Third method of sampling from a cohort: longitudinal sampling, also called concurrent sampling, density sampling or risk-set sampling. Persons start follow-up at inclusion in the cohort (e.g. date of surgery) and are followed until either end point occurs (person becomes a case), or the last calendar day of the study. Persons are indicated by fine lines from start of follow-up onwards. The time axis is follow-up time from inclusion (time 0). The longest period of follow-up is by persons who enter the cohort on the calendar day that the study starts; persons entering later will have shorter follow-up because they will be withdrawn from the study at the last calendar day of the study. Cases and control subjects can be either exposed or non-exposed (not shown here). A person who will become a case can be a control subject earlier, and multiple control subjects, or even a variable number of control subjects, can be drawn for each case. In text, see method 3, under subheading ‘Case–control studies within cohorts’

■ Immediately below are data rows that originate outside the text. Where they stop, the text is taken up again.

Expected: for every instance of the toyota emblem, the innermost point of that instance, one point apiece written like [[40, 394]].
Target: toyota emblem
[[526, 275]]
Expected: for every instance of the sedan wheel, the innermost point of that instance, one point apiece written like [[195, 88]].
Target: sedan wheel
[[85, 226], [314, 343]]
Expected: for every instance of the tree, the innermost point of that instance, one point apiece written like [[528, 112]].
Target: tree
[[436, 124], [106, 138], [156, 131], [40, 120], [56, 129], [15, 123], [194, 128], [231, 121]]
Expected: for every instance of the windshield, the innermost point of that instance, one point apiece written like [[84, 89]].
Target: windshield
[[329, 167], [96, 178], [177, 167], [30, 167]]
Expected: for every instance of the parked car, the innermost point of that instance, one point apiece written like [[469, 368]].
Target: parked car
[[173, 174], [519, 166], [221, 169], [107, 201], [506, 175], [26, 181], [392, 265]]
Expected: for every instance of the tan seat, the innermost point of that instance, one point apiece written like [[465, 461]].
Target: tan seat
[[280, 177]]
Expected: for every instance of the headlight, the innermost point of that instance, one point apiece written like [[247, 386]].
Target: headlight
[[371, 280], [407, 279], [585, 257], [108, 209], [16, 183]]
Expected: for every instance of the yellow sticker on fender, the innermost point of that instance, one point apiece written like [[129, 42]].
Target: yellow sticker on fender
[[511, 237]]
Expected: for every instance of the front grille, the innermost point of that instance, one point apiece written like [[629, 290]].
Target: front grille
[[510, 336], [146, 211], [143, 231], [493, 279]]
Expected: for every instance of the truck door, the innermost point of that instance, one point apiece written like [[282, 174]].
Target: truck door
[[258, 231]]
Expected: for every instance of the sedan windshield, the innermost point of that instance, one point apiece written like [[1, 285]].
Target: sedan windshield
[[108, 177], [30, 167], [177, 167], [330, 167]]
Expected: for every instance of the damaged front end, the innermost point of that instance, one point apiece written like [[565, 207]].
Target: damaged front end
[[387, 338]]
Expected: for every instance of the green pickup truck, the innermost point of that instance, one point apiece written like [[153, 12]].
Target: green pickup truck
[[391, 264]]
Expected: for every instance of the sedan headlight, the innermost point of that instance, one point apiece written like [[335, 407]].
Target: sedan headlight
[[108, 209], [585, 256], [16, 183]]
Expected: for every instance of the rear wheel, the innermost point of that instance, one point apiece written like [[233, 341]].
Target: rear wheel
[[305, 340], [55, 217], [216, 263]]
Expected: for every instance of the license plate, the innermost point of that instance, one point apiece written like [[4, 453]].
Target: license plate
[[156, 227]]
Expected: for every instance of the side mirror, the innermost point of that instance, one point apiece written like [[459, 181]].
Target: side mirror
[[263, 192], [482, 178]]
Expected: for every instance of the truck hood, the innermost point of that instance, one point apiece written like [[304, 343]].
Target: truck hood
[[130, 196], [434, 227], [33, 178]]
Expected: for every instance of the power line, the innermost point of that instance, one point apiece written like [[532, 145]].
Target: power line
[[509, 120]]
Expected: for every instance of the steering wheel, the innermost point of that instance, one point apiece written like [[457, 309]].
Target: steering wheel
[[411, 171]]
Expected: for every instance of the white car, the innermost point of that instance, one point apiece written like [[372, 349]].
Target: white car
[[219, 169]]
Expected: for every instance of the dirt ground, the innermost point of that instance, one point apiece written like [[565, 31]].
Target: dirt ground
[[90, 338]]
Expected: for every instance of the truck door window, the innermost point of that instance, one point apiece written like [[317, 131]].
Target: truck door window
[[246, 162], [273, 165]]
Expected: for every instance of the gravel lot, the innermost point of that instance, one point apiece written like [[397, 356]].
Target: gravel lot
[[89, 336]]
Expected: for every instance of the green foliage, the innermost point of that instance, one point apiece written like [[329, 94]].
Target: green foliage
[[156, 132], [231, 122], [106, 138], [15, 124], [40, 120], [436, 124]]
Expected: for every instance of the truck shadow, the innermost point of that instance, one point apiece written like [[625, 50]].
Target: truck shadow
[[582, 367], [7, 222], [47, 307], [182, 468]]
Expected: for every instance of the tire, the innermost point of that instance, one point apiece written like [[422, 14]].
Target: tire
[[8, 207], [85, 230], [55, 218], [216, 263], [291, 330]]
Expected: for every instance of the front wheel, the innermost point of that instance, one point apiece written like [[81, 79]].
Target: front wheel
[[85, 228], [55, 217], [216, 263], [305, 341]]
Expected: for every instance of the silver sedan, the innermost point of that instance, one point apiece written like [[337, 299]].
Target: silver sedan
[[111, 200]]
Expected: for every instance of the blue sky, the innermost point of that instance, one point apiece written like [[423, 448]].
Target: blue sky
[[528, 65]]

The first solution corresponds to the original theory proposed by Cornfield, 3 and requires the ‘rare disease assumption’ if the goal is to estimate rate ratio or risk ratios; it was the most frequently used method in case–control studies within cohorts in the past—and that approach was used in almost all case–control studies based on cohorts that were identified in the review by Knol et al. 1 Solution 2 still pertains to cohort thinking, but has an imaginative solution to calculate risk ratios; it is often called a ‘case–cohort’ study, and is particularly useful in studies in which a single control sample can be used for multiple case–control studies of various outcomes. Solution 3 is the more sophisticated development in case–control theory, in which the case–control odds ratio estimates the rate ratio from the cohort population over the follow-up period without the need for any rare disease assumption. 10 , 11 However, it is used relatively rarely. 1

A note about terminology: the term ‘nested case–control studies’ seems to be mostly used to denote case–control studies within cohorts which use the third sampling option. However, it is sometimes loosely used to denote all types of case–control sampling within a cohort.

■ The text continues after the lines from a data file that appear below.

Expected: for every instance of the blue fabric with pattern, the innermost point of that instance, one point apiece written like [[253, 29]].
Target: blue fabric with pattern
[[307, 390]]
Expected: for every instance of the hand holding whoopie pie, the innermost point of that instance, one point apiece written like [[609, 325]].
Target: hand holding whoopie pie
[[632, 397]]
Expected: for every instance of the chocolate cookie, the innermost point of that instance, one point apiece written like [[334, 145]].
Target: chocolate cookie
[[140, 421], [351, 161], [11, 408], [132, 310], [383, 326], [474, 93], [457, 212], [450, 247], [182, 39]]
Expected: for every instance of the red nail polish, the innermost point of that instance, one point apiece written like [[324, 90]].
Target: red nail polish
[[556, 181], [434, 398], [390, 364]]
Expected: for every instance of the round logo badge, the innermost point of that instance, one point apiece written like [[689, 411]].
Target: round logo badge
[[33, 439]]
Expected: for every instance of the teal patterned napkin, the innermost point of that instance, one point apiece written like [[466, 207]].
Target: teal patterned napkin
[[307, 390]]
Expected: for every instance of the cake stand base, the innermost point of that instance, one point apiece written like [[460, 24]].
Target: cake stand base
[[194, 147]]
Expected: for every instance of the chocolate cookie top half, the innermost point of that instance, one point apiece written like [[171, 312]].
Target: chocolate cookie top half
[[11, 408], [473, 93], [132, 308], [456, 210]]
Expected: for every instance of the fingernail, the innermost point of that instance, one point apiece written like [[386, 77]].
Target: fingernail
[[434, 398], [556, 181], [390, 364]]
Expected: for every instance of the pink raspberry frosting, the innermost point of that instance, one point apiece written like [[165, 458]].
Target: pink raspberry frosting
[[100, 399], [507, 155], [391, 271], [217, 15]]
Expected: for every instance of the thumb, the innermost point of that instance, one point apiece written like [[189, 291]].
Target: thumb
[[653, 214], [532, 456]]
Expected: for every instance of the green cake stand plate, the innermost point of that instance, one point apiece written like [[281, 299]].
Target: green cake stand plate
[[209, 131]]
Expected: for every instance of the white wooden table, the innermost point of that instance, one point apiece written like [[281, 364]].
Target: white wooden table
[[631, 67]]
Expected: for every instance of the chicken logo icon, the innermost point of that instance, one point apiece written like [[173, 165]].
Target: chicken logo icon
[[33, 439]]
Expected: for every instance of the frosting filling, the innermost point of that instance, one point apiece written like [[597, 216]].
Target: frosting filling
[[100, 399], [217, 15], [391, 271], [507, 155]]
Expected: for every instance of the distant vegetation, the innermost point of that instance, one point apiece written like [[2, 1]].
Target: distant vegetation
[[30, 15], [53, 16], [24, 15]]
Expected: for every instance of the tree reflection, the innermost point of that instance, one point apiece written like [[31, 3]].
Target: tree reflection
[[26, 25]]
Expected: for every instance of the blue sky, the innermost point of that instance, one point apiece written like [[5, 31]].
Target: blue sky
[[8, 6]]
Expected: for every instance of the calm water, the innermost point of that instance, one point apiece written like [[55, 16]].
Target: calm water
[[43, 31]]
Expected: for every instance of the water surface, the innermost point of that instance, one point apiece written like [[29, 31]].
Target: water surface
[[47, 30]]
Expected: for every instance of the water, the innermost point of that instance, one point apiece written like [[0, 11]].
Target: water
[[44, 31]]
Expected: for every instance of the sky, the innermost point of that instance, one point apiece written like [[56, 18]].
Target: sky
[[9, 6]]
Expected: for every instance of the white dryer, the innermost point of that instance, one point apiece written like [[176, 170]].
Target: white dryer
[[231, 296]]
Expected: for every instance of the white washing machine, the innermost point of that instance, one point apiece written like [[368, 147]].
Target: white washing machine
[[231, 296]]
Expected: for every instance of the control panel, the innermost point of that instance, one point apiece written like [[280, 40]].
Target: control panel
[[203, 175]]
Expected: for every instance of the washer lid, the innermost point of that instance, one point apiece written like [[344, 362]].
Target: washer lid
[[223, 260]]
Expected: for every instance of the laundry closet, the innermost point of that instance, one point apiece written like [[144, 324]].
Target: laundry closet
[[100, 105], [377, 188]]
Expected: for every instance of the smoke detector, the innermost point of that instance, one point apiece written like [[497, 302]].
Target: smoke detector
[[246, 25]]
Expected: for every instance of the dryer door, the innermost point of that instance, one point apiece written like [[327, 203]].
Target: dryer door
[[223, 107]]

The last method of sampling (method 3) immediately points to a conceptual unity of ‘incidence density sampling’ or ‘density sampling’ in cohorts and in dynamic populations. This was described by Prentice and Breslow in 1978 10 and expanded by Greenland and Thomas in 1982. 11 It can be grasped intuitively by comparing Figures 3 and 5 . The basis of the conceptual unity is that person-years can be calculated from cohorts and from dynamic populations, as was explained in our earlier article. 22

In a case–control study in a dynamic population, investigators often use matching on calendar time spontaneously (a control is chosen each time a case occurs), which is an ideal way of sampling, as it produces an odds ratio that directly estimates the incidence rate ratio, as in Figure 3 . In cohorts, however, one has to use sampling strategy 3, presented earlier, to estimate the incidence rate ratio, as in Figure 5 . The latter necessitates advanced insight and is used infrequently. In advanced textbooks, the ‘matching on time’ in dynamic populations and the ‘concurrent sampling’ in cohorts are often mentioned together as ‘density sampling’. This is theoretically correct, although it obscures the practicalities of the different sampling options.

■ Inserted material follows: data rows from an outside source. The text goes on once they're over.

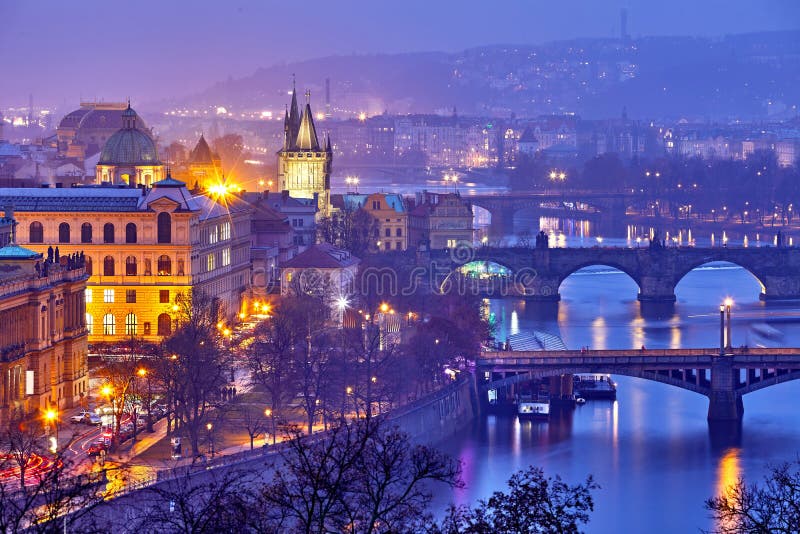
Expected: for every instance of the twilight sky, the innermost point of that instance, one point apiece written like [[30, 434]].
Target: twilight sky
[[149, 49]]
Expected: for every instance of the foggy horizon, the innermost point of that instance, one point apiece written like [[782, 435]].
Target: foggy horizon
[[61, 53]]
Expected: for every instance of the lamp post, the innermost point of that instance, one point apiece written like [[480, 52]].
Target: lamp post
[[51, 416], [209, 427]]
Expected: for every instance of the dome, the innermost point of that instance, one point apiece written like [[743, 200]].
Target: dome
[[129, 146]]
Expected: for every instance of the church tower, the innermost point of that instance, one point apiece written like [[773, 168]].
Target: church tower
[[304, 167]]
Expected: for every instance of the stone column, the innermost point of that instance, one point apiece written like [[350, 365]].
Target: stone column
[[725, 404]]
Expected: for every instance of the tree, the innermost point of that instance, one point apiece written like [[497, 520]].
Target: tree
[[773, 506], [362, 478], [533, 504], [195, 363]]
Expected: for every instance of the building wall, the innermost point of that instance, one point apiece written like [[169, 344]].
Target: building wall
[[43, 341]]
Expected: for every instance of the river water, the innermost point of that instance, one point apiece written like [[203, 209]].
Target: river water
[[651, 450]]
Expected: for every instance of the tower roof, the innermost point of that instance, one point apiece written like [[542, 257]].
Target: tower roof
[[307, 136]]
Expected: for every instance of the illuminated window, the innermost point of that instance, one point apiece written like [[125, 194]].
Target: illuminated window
[[109, 325], [130, 324]]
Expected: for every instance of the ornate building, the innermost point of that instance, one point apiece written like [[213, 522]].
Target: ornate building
[[142, 248], [304, 167], [84, 132], [129, 156], [43, 336]]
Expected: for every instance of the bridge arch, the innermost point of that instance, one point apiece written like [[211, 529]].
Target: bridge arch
[[707, 261], [601, 369], [617, 266]]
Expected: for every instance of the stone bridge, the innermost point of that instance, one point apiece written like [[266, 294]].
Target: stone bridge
[[537, 274], [608, 209], [723, 378]]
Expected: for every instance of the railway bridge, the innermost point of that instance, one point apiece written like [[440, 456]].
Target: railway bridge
[[723, 377]]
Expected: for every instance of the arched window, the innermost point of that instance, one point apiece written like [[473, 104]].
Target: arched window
[[130, 324], [63, 233], [130, 266], [130, 233], [164, 227], [36, 232], [108, 266], [109, 325], [164, 265], [164, 325], [86, 233], [108, 233]]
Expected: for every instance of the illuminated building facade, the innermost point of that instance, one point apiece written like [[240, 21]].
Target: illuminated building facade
[[43, 338], [143, 247], [129, 156], [304, 167]]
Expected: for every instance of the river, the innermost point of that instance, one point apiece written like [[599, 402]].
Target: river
[[651, 450]]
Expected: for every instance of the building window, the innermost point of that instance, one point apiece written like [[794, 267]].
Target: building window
[[164, 265], [86, 233], [36, 232], [109, 325], [108, 233], [130, 266], [108, 266], [130, 233], [164, 227], [164, 324], [130, 324], [63, 233]]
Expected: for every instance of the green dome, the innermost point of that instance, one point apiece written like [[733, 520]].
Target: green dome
[[129, 145]]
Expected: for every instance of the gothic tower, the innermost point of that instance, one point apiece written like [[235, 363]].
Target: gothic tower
[[304, 167]]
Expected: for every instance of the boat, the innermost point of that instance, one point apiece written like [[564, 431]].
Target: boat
[[533, 407]]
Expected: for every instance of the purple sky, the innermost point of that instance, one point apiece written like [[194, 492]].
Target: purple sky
[[150, 49]]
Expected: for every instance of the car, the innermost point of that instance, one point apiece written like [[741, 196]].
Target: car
[[96, 448], [87, 417]]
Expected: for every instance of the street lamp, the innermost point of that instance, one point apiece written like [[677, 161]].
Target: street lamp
[[51, 416], [209, 427]]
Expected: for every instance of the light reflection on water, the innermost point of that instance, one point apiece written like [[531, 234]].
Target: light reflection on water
[[652, 450]]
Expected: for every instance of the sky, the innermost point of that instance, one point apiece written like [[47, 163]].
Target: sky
[[151, 49]]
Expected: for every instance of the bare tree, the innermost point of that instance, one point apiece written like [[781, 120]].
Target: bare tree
[[773, 506], [195, 363], [363, 477]]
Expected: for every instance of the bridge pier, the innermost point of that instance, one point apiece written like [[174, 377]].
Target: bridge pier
[[724, 402]]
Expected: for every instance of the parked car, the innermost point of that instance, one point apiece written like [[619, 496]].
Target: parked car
[[96, 448]]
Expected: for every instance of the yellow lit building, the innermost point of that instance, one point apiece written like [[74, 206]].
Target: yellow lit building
[[43, 337], [143, 247], [304, 167]]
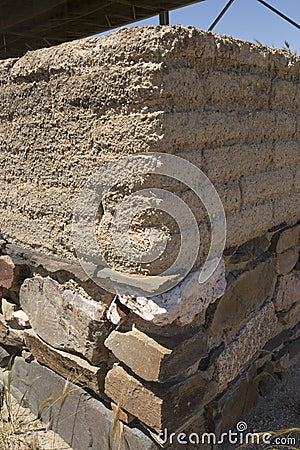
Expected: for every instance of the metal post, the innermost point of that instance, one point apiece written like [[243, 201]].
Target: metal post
[[220, 15], [280, 14], [164, 18]]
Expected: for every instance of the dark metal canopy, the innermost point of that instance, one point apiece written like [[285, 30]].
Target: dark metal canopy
[[30, 24]]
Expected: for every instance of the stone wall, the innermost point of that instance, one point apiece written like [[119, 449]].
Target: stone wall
[[181, 360]]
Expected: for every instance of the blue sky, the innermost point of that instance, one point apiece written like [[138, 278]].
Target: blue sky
[[245, 19]]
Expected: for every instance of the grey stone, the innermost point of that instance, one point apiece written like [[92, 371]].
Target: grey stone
[[157, 358], [64, 319], [243, 297], [4, 357]]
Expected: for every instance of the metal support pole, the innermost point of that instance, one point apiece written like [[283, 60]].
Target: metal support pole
[[164, 18], [280, 14], [220, 15]]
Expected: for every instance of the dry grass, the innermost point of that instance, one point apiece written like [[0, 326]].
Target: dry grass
[[20, 429]]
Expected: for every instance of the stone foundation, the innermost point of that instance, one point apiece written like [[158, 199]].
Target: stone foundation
[[195, 358]]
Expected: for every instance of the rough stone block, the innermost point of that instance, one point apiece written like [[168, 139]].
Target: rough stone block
[[287, 291], [227, 409], [83, 422], [71, 367], [159, 406], [291, 317], [182, 303], [8, 308], [243, 297], [4, 357], [12, 272], [64, 319], [252, 338], [286, 261], [157, 358]]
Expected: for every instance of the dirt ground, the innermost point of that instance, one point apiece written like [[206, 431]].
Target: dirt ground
[[278, 409]]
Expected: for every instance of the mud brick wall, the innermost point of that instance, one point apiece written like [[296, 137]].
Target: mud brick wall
[[232, 109]]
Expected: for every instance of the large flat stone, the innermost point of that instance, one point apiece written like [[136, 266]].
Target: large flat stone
[[182, 303], [286, 239], [157, 405], [9, 336], [71, 367], [83, 422], [157, 358], [64, 319]]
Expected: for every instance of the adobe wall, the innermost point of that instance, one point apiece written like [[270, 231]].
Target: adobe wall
[[184, 359]]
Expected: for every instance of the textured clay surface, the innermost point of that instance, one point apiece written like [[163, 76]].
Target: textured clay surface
[[227, 106]]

‘Density sampling’ or ‘risk-set sampling’ from a cohort (i.e. the purer form of sampling of aforementioned strategy 3) involves sampling control subjects from the risk sets that are used in the corresponding Cox proportional hazards model. 10 , 11 A ‘hazard’ or ‘hazard rate’ is the name used in statistics for a peculiar form of ‘incidence rate’, wherein the duration of the follow-up approaches the limit of zero and becomes infinitesimally small; it is also called an ‘instantaneous hazard’. 22 When follow-up time is small, there is no numerical difference between risks and incidence rates. 22 Intuitively, a proportional hazards model in a follow-up analysis of a cohort can be understood as comparing the exposure odds of all successive cases at each point in time with those of the non-cases who are still at risk at that point in time (some of whom may become cases later), that is, the ‘risk set’. The exposure odds ratio or hazard ratio is then averaged over all of these comparisons, assuming it to be constant. Thus, a Cox proportional hazards model in a cohort becomes conceptually similar to a study that is ‘matched’ on time with a ‘variable control-to-case-ratio’ in a dynamic population. The estimation of the proportional hazard in a Cox model can be seen as an average of odds ratios over several risk sets; as the follow-up time in each risk set is small (say, the day of occurrence of the case disease), the odds ratios directly translate to relative risks and incidence rates, for reasons explained in the article on incidence calculations in dynamic populations. 21 , 22

The main difference between the approach we have described in this paper and the classic view of case–control studies as a ‘cohort study in reverse’ is that the dynamic population view reflects how the large majority of case–control studies are actually done. They are not done within cohorts, neither real nor imaginary. Rather, most case–control studies have an underlying population that is dynamic: for example, the geographically defined source population of a disease registry, the catchment areas of a hospital region or people who are driving.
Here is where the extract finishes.